Leo mencengkram pergelangan tanganku dengan kuat hingga membuatku mendesis kesakitan.
"Maaf yang ku maksud adalah waktu selama semalam penuh." Aku rasa Denise tidak tahu kalau aku sedang kesakitan sekarang.
"Ah, selama semalam penuh. Kalau begitu aku akan pulang saja. Nikmati waktu kalian." Pamit Denise pergi meninggalkanku. Sekarang apa yang akan terjadi padaku?
Leo menarikku kasar kehadapan pintu apartemen. Tangan kirinya melingkar di bahuku dengan kuat.
"Berapa nomor kode akses pintumu?" Tanyanya. Saking ketakutannya aku, aku tidak bisa mengeluarkan suara.
"Beritahu aku! Atau aku akan merusak pintu ini!"
*
Bibir Clarisa yang memucat dan keringat dingin di pelipisnya, menunjukkan bahwa saat ini Clarisa sangat ketakutan.
"Du..a dua empat lima satu dua." Ucap Clarisa lirih, namun Leo masih bisa mendengarnya dengan jelas.
Leo menekan nomor yang Clarisa sebutkan dan pintu apartemen itu berhasil terbuka. Tidak peduli dengan ringisan Jasmine, Leo menarik Jasmine kearah meja makan.
"Apa kau ketahuan berbohong?" Clarisa terdiam, tubuhnya membeku. Clarisa tidak tahu harus berkata apa, jantungnya berpacu dengan sangat cepat.
Clarisa tidak bisa mengeluarkan perlawanan saat Leo mengungkung tubuhnya dari belakang.
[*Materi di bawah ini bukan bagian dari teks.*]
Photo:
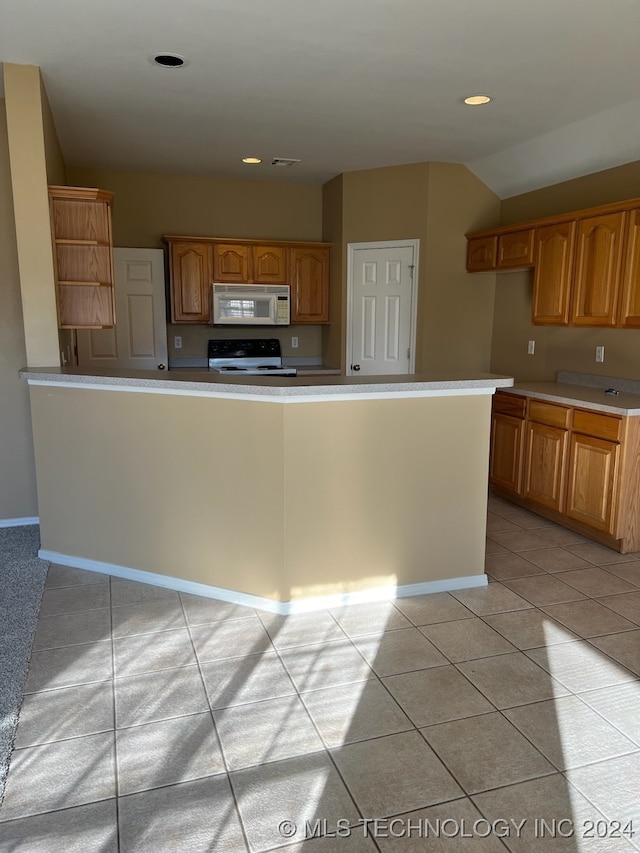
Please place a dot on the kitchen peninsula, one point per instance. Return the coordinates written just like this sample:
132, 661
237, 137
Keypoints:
286, 494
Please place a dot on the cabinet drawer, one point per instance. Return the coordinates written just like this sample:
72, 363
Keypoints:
601, 426
509, 404
549, 413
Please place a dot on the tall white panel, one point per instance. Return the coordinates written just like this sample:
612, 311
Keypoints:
392, 328
394, 273
102, 343
141, 336
369, 273
139, 271
369, 327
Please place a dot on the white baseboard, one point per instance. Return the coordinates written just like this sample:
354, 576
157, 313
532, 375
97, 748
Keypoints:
284, 608
19, 522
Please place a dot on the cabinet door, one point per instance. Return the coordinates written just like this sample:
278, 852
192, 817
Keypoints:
481, 254
83, 255
190, 269
515, 250
545, 464
629, 314
505, 461
310, 285
553, 257
597, 270
269, 265
591, 490
231, 263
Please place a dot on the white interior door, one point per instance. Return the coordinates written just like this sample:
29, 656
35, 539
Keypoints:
139, 339
382, 307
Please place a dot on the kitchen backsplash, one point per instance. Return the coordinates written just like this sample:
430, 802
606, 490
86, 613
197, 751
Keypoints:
195, 338
593, 380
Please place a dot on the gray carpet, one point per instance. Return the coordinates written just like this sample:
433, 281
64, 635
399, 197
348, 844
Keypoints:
22, 578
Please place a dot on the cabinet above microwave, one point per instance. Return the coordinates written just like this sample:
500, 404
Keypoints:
195, 263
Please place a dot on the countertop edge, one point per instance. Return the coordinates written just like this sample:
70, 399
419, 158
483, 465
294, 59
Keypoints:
579, 395
271, 388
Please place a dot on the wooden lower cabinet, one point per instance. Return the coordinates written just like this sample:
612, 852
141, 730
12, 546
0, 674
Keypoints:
505, 468
545, 464
591, 489
581, 469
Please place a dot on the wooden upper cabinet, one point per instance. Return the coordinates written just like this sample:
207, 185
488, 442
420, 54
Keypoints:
83, 256
190, 269
269, 265
553, 261
309, 285
230, 263
481, 254
598, 266
629, 312
515, 250
196, 262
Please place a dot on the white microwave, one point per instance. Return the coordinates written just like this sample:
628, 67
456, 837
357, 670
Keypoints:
251, 305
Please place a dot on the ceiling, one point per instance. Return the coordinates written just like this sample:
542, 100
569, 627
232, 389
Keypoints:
339, 85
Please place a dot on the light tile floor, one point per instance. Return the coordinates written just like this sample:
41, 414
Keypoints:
161, 722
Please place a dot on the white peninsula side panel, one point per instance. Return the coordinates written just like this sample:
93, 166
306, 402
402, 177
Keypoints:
286, 504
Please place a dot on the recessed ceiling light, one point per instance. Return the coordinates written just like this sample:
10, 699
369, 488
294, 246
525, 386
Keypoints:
476, 100
169, 60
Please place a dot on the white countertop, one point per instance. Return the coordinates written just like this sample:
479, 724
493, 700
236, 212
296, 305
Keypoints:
623, 403
203, 383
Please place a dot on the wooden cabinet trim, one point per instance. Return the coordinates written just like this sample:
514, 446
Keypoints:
574, 215
515, 250
510, 404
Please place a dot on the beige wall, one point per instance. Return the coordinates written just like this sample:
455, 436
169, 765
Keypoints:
435, 203
380, 498
559, 348
17, 476
455, 309
148, 205
282, 501
26, 110
333, 342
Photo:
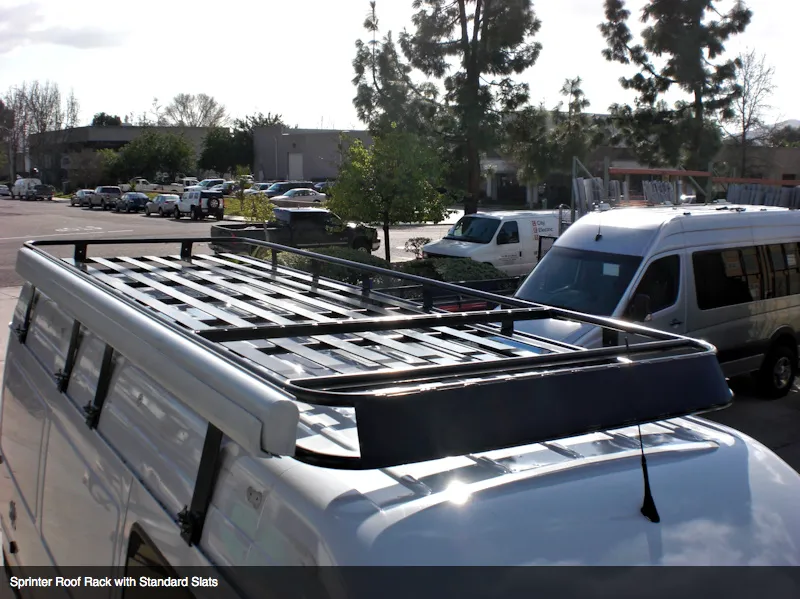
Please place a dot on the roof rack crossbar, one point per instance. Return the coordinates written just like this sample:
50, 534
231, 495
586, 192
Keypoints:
383, 323
437, 385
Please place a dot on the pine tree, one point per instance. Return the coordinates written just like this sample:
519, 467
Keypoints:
474, 48
687, 37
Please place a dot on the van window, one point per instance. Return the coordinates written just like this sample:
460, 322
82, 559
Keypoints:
726, 277
580, 280
475, 229
144, 559
509, 233
661, 283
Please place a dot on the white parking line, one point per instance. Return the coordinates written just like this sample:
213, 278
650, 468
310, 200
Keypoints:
64, 234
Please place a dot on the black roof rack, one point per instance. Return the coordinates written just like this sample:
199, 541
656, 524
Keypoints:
423, 383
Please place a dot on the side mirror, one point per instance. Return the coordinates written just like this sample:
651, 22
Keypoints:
639, 308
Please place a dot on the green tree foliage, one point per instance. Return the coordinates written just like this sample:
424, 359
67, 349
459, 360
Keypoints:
475, 48
395, 180
242, 135
688, 39
218, 153
101, 119
150, 153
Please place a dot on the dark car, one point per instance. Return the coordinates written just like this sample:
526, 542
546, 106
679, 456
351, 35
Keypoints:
42, 192
306, 228
131, 202
281, 187
82, 197
105, 196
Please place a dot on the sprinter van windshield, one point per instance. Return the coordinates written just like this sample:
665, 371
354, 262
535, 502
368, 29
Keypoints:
579, 280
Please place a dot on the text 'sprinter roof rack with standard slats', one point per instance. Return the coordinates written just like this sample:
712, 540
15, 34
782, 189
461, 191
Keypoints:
270, 341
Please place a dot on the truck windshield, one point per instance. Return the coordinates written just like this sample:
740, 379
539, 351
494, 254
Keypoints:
475, 229
589, 282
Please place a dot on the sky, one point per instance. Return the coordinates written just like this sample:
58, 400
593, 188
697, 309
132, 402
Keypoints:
294, 58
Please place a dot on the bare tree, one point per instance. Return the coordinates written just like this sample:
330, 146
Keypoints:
754, 77
199, 110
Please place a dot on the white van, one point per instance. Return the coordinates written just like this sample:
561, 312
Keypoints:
219, 410
25, 188
727, 274
509, 240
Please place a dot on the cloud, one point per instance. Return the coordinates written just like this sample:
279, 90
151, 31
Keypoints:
21, 26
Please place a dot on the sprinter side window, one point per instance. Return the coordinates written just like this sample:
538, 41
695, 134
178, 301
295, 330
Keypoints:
782, 261
509, 233
661, 283
726, 277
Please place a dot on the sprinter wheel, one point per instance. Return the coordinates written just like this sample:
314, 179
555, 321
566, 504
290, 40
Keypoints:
778, 372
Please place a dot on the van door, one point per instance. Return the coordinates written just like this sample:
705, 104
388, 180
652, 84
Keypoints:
509, 248
662, 289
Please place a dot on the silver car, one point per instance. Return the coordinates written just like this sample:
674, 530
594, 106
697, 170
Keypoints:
162, 205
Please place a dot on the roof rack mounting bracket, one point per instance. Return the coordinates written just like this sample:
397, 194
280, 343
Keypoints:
191, 519
186, 251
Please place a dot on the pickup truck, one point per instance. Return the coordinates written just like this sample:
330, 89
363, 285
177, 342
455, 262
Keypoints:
305, 228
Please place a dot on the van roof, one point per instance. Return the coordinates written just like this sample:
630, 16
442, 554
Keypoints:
440, 384
506, 214
632, 231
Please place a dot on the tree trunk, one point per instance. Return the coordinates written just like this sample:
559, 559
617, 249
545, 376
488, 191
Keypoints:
744, 154
387, 249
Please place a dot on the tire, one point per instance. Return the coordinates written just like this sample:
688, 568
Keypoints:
362, 246
777, 373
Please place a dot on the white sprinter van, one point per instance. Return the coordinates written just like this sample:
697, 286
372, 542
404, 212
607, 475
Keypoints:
508, 240
729, 275
198, 412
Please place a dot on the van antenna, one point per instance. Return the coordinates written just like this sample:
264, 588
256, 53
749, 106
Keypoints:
599, 235
648, 509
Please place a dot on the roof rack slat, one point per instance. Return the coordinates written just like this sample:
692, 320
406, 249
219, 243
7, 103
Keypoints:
151, 302
172, 292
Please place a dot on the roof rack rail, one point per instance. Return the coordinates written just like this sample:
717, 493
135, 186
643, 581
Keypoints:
423, 383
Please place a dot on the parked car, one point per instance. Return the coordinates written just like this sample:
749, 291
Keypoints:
133, 201
105, 197
227, 188
198, 204
81, 197
301, 228
162, 205
510, 241
25, 189
301, 194
281, 187
206, 184
727, 274
257, 188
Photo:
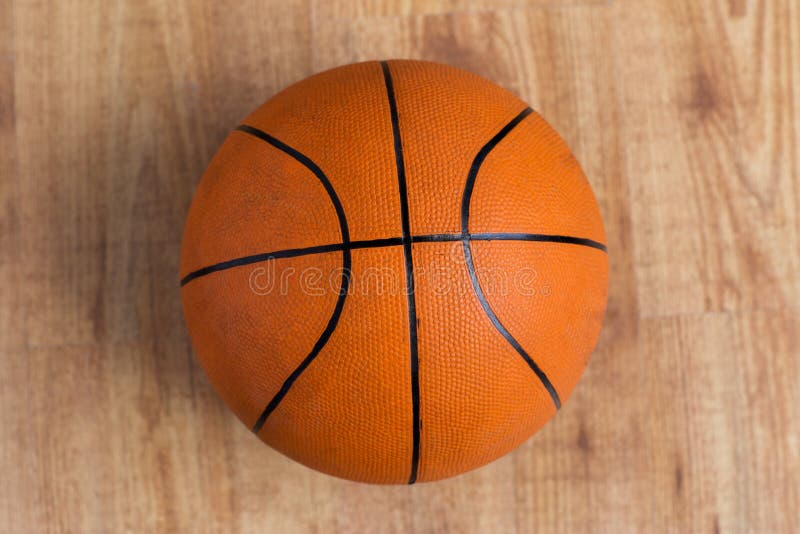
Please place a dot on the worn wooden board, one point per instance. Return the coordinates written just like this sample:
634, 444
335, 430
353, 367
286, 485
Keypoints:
685, 117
Leo menarik tangan Clarisa hingga terulur di meja makan.
Clarisa bisa merasakan sebelah tangan Leo melingkar di perutnya dan nafas hangat Leo yang menerpa kulit lehernya. Clarisa semakin bergetar ketakutan saat tangan Leo meraih sebuah pisau dapur yang terdapat ditengah meja makan.
"Rupanya kau sangat ingin kuhukum." Mata Clarisa mengikuti pergerakan tangan Leo yang berseok-seok membawa pisau.
"Kau ingin sisakan berapa jari ditangan lentikmu ini?" Clarisa menggeleng kuat.
"Jangan." Lirih Clarisa kemudian, Leo tertawa keras.
"Kenapa? Ini bagus karena kalau jarimu ku potong maka kau tidak perlu memakai cincin dari siapapun lagi." Buliran air mata turun ke pipi Clarisa. Kenapa Leo sangat kejam? Clarisa bukannya sengaja menghilangkan cicin itu.
"Aku minta maaf." Leo menyeret pisau dapur itu melukis jari jemari Clarisa. Hingga membentuk pola pada kaca yang ada diatas meja makan.
"Kecerobohanmu itu tidak bisa dimaafkan, Jasmine." Clarisa menahan tangisnya kuat-kuat. Ia sama sekali tidak boleh lemah.
"Aku salah. Aku minta maaf." Permintaan maaf itu bagaikan angin lalu oleh Leo. Leo mengangkat tinggi-tinggi pisau yang digenggamnya. Lalu dengan cepat mengayunkannya, hendak menancapkannya pada jari jemari Jasmine. Leo berniat membelah jari-jari itu saat ini.
Clarisa memejamkan matanya, bersiap menerima rasa sakit itu.